Un chapitre sombre de l’histoire coloniale française enfin exposé
Au moins cinq millions de personnes ont été déplacées de force à travers les océans au XIXe siècle, réduites à l’état de main-d’œuvre servile dans les plantations, usines et chantiers des empires coloniaux. L’engagisme, souvent présenté comme une alternative à l’esclavage, fut en réalité une autre forme d’exploitation brutale, particulièrement marquée à La Réunion.
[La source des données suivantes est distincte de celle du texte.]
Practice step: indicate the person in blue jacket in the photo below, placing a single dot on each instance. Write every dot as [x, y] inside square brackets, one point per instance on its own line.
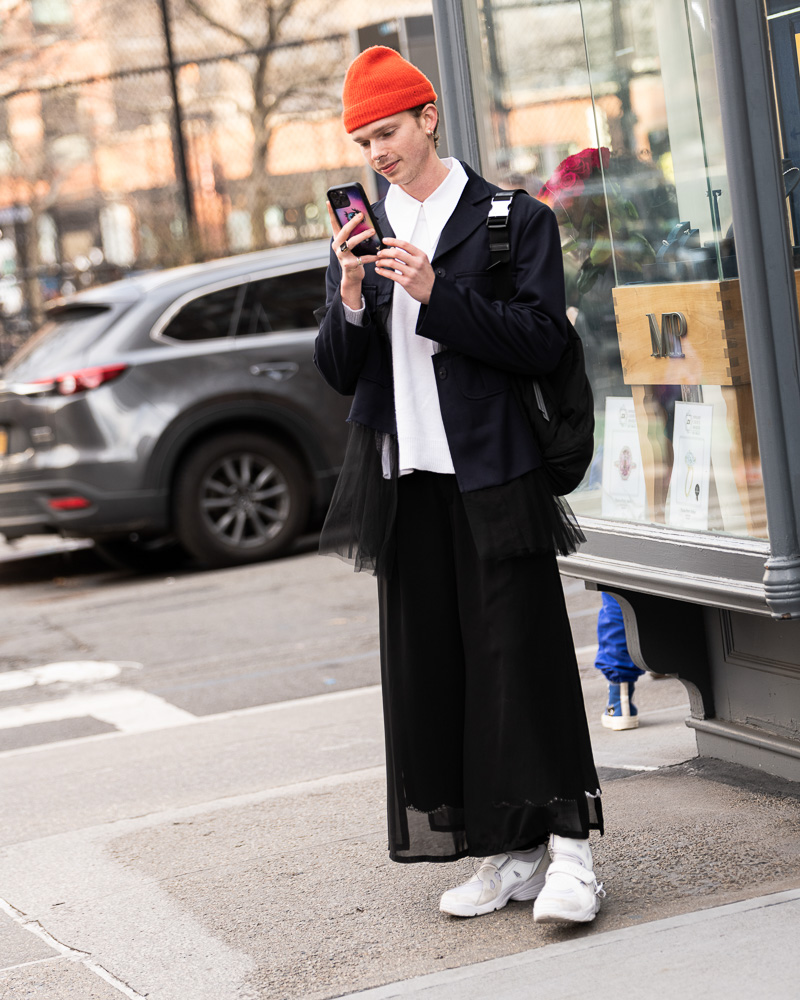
[443, 497]
[616, 665]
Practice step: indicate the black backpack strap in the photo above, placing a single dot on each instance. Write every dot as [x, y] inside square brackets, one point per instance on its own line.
[498, 223]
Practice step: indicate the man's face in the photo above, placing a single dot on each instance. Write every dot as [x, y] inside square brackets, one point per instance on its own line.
[396, 147]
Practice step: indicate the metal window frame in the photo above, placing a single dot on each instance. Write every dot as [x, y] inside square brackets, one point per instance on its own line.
[721, 571]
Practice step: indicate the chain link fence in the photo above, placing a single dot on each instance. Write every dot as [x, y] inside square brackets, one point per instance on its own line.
[149, 134]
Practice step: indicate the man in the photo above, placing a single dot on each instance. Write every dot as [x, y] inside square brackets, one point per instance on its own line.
[442, 495]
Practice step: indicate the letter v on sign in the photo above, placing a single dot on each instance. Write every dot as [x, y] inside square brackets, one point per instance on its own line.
[666, 339]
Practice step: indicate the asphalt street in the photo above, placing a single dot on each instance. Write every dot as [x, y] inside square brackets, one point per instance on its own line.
[192, 802]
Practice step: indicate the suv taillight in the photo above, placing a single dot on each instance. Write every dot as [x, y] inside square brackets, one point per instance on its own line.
[70, 383]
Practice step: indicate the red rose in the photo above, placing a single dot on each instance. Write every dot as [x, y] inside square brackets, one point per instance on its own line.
[577, 164]
[570, 183]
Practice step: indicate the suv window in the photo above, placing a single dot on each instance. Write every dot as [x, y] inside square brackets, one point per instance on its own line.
[209, 317]
[286, 302]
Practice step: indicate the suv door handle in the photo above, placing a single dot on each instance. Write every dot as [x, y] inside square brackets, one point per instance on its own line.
[277, 370]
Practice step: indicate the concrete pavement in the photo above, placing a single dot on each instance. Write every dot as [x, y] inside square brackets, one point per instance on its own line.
[746, 949]
[261, 871]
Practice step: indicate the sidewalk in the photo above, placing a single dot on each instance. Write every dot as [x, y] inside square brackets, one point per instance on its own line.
[746, 949]
[285, 892]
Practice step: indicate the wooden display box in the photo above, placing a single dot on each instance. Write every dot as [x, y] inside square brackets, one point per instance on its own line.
[713, 341]
[692, 334]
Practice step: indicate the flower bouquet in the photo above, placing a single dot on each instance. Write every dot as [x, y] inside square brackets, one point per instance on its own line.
[596, 221]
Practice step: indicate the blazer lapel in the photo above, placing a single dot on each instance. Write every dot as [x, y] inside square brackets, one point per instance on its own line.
[471, 212]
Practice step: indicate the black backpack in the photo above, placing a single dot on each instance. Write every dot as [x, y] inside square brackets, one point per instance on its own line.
[560, 406]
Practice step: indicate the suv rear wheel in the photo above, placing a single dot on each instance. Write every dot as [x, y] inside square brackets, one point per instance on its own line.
[239, 498]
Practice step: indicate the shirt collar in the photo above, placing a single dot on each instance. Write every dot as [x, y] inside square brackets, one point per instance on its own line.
[402, 210]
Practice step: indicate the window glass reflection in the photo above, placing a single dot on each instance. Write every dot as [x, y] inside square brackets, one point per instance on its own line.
[608, 111]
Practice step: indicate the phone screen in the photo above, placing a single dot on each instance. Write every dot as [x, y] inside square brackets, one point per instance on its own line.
[348, 201]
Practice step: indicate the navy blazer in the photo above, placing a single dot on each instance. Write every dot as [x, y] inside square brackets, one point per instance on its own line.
[484, 342]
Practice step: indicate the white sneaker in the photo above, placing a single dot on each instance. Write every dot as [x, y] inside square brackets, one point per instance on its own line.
[571, 894]
[498, 880]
La Réunion, terre d’exploitation et de résistance
Après l’abolition de l’esclavage en 1848, la France a recours massivement à l’engagisme pour répondre aux besoins de l’industrie sucrière en plein essor. La Réunion devient l’un des dix territoires mondiaux les plus dépendants de ce système, avec des conditions de travail comparables à celles de l’esclavage. Une réalité longtemps occultée, même dans les programmes scolaires.
Une exposition « d’intérêt national » pour briser le silence
L’exposition « Les engagés du sucre », reconnue par le ministère de la Culture, ouvre ses portes au musée Stella Matutina à Saint-Leu. Elle retrace cette page méconnue de l’histoire réunionnaise, mettant en lumière le rôle des travailleurs africains et asiatiques dans la construction d’une société multiculturelle. Une initiative saluée par les associations mémorielles, mais critiquée par certains cercles conservateurs.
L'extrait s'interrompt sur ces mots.